Newspoem.

 
8 April 1999

Newspoets win international hypertext novel contest, go to Brown


Scott Rettberg calls William Gillespie to tell him the good news

AP (Associated Poets) London - The ridiculous hypertext novel the Unknown is one of the first place winners of the Trace/Alt-X hypertext novel competition. The competition was judged by Robert Coover, who is also a character in the Unknown, which makes him admittedly uncomfortable. 

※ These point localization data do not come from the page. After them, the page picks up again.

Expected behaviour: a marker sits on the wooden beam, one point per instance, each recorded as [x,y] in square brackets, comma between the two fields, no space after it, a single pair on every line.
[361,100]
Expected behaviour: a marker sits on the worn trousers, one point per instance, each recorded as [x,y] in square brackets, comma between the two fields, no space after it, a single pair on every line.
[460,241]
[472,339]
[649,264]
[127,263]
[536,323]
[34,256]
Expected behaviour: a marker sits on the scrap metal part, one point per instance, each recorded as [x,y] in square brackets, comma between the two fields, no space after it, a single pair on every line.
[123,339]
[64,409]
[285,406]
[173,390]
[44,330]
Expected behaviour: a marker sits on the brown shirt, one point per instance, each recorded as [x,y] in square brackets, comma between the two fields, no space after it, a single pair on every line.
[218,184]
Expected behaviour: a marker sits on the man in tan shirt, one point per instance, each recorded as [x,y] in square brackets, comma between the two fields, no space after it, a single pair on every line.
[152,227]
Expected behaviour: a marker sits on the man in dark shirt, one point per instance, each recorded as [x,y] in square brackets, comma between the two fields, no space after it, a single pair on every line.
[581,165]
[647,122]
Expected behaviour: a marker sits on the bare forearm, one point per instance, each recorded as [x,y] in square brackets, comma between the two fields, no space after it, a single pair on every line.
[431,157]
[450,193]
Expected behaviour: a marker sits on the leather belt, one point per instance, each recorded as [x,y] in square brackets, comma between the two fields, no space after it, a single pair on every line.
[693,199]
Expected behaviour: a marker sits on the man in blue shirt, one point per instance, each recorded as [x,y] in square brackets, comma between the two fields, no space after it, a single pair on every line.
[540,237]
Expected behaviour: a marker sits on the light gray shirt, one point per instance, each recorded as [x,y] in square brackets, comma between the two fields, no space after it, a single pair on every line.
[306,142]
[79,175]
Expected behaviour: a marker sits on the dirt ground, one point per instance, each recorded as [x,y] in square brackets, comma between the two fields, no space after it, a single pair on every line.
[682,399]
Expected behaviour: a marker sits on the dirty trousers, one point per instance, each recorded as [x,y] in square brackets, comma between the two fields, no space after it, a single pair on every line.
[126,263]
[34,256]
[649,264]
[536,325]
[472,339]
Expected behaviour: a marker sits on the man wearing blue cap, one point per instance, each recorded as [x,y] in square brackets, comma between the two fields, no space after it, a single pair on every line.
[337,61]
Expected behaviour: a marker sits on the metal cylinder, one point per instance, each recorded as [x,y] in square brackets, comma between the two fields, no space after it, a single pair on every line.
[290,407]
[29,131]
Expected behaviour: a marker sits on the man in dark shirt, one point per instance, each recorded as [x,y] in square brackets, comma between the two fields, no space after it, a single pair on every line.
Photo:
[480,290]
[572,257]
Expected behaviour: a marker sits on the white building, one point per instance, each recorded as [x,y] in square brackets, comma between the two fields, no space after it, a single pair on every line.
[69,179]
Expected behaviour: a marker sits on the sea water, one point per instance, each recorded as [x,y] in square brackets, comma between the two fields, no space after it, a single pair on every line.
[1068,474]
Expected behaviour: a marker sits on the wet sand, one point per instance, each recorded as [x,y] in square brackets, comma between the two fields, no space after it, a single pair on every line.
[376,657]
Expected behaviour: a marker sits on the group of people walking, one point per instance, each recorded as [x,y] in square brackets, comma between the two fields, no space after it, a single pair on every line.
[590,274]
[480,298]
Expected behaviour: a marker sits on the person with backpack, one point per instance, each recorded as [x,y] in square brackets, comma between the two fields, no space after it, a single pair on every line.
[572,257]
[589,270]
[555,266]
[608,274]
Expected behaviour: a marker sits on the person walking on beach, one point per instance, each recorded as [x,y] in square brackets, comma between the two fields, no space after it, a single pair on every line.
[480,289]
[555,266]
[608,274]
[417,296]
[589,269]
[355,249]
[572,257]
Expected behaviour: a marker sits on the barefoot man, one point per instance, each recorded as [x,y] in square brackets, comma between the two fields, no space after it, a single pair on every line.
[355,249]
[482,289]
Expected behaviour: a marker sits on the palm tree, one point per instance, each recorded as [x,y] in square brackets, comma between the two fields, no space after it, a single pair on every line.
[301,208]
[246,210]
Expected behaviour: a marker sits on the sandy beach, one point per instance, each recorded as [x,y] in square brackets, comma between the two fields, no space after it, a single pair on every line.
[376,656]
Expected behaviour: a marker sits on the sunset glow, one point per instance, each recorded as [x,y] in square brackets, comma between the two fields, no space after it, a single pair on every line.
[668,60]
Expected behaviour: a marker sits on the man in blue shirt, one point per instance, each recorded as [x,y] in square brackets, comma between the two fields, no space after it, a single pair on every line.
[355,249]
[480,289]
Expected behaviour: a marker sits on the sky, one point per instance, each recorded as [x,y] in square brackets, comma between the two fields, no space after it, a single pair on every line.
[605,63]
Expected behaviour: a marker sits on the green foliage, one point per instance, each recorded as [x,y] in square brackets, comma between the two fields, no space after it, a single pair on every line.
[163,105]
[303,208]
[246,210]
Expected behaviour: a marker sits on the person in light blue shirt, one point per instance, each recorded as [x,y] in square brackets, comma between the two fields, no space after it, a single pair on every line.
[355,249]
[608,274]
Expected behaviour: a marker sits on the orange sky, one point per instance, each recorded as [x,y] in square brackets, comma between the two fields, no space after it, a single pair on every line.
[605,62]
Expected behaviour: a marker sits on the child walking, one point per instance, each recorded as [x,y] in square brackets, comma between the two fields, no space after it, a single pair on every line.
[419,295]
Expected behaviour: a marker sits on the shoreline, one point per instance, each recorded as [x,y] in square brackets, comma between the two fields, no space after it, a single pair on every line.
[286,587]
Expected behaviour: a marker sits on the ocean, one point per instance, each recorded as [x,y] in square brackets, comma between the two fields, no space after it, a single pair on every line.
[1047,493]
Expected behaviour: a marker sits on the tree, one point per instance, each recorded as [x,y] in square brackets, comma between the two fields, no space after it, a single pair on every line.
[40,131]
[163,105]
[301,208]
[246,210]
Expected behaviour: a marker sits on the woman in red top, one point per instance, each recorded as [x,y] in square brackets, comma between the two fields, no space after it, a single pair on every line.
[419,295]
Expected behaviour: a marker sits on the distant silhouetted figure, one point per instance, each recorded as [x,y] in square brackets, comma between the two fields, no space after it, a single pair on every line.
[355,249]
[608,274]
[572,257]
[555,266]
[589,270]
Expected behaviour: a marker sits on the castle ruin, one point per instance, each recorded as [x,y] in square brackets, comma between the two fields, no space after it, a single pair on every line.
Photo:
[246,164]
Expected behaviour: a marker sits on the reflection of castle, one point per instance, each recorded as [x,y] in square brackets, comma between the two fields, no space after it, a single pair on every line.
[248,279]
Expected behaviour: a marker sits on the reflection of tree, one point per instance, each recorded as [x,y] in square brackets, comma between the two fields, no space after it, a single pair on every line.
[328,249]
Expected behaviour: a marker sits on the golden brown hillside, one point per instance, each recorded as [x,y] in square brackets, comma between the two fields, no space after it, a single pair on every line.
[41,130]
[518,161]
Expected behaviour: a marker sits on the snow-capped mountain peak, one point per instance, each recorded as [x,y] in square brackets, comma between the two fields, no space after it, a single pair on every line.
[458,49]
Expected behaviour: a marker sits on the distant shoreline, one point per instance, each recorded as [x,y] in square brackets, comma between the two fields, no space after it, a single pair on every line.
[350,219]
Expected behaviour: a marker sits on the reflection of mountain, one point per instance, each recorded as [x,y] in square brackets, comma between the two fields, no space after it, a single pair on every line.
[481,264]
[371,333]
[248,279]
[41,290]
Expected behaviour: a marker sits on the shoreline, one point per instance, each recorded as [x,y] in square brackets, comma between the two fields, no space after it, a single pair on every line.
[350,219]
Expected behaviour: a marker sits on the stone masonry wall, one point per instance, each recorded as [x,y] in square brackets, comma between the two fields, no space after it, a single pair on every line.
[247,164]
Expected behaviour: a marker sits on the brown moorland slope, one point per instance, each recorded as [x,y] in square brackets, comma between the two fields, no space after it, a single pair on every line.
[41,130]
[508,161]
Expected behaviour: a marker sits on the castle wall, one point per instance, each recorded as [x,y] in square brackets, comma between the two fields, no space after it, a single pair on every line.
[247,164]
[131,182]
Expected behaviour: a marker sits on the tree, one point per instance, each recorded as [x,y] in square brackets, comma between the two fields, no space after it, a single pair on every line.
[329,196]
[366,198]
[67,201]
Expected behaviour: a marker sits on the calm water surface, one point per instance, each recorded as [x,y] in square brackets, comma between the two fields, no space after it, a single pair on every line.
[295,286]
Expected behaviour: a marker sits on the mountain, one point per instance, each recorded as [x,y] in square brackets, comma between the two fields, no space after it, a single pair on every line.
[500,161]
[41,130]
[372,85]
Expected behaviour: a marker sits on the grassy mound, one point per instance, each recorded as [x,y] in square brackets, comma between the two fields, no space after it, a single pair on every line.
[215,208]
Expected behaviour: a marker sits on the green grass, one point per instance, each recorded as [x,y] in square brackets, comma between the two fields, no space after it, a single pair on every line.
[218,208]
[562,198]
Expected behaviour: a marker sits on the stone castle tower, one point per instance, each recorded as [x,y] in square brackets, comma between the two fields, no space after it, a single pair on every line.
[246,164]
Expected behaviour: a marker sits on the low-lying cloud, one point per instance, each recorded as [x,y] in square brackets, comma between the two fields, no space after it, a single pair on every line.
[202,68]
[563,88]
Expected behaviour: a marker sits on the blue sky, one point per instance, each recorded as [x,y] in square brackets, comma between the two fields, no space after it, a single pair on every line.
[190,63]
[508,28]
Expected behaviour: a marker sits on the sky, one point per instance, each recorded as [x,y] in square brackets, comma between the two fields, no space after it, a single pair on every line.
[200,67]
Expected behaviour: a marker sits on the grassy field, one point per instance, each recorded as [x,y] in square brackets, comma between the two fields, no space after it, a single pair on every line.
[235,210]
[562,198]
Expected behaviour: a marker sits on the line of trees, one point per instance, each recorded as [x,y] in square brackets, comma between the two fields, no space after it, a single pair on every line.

Quoth Coover: "The Unknown" perhaps most exemplifies the original intentions of the award, being entirely text-based with no special effects or multimedia enhancements, a "traditional" (if ten years or so of activity can constitute a tradition) hyperfiction, genuinely multisequential and massively rich in story material, following the imagined adventures of three supposedly rich and famous collaborative writers on a mock book tour all over the world. The author or authors (I don't know who "William," "Scott," and "Dirk" are) is/are a bit overly conversant with the literary vanguard for my own comfort as the judge of this competition (I am myself for a brief window or two a character in the story, and there is even a visit to Brown University), but in the end I felt the piece was so much more substantial than most of the other entries (and funnier, too, one might add) that it did not deserve to be punished for that reason.

One of its more impressive achievements is to locate a frame (the endless tour) that allows for a great range of wildly variant stories without need of a linear chronology, always naggingly troublesome to a hyperfiction.

Newspoetry editor William Gillespie, Chicago correspondent Scott Rettberg, and Cincinnati correspondent Dirk Stratton, have all been invited to Technology Platforms for 21st Century Literature, a conference at Brown university, a prestigious ivy-league school that probably would never admit any of the authors of the Unknown into their program. The conference will feature, as its very first event, a live reading of a fictional scene in the Unknown in which the Unknown are invited to Brown to give a reading. After that, Scott and William will score a little of the old B.U.C. and visit various picturesque locations in Vermont and New Hampshire, take photos, romance and romanticize the open road, and fictionalize some of Scott's old friends. Then, on to the tolerable Albany New York, for the award ceremony at the Associated Watercolor Painters annual conference, where William hopes to buy books, get a publisher to look at the forthcoming print Newspoetry 1999 compendium (forthcoming Spineless Books/Unknown December 1999 - all you Newspoets can look forward to a copy in your X-Mas stocking).

Then, back through Cincinatti to the American center of art and culture, Urbana, Illinois, for an open recording session party at the Studio 109 studios with engineer, songwriter, and all-around really nice guy, Paul Kotheimer, and hopefully other newspoets as well.

Finally, the Unknown will be paid a modest honorarium to return to their alma mater - Illinois State University - and give a reading using (and this has been their dream) one of those overhead projector computer monitor thingies. Curt White will be in attendance, along with numerous other mentors, perhaps, if he's not too pissed off.

And then they will get in a fight and break up, and Dirk will cut a solo album (Dirk Stratton: The Unknown Unplugged) while William moves to L.A. and starts a macrobiotic diet, and Scott erases both of their names from the hypertext and approaches Terry Gilliam with his idea for the Unknown screenplay.

So, all you Newspoets, we might start getting some strangers looking at our poems. There's a link to this site from the Brown conference page. But, with no hit counter, no way of finding this page via search engines, a convoluted URL, and a generally primitive site look and structure, I am confident that we will be able to retain the aura of intimacy and obscurity that is so comforting in a medium like the internet.

(Once William realized that everything he wrote in the Unknown was going to come true, he quickly wrote a scene where Dirk and Scott ended the war in Kosovo, which he is afraid the Unknown might have caused.)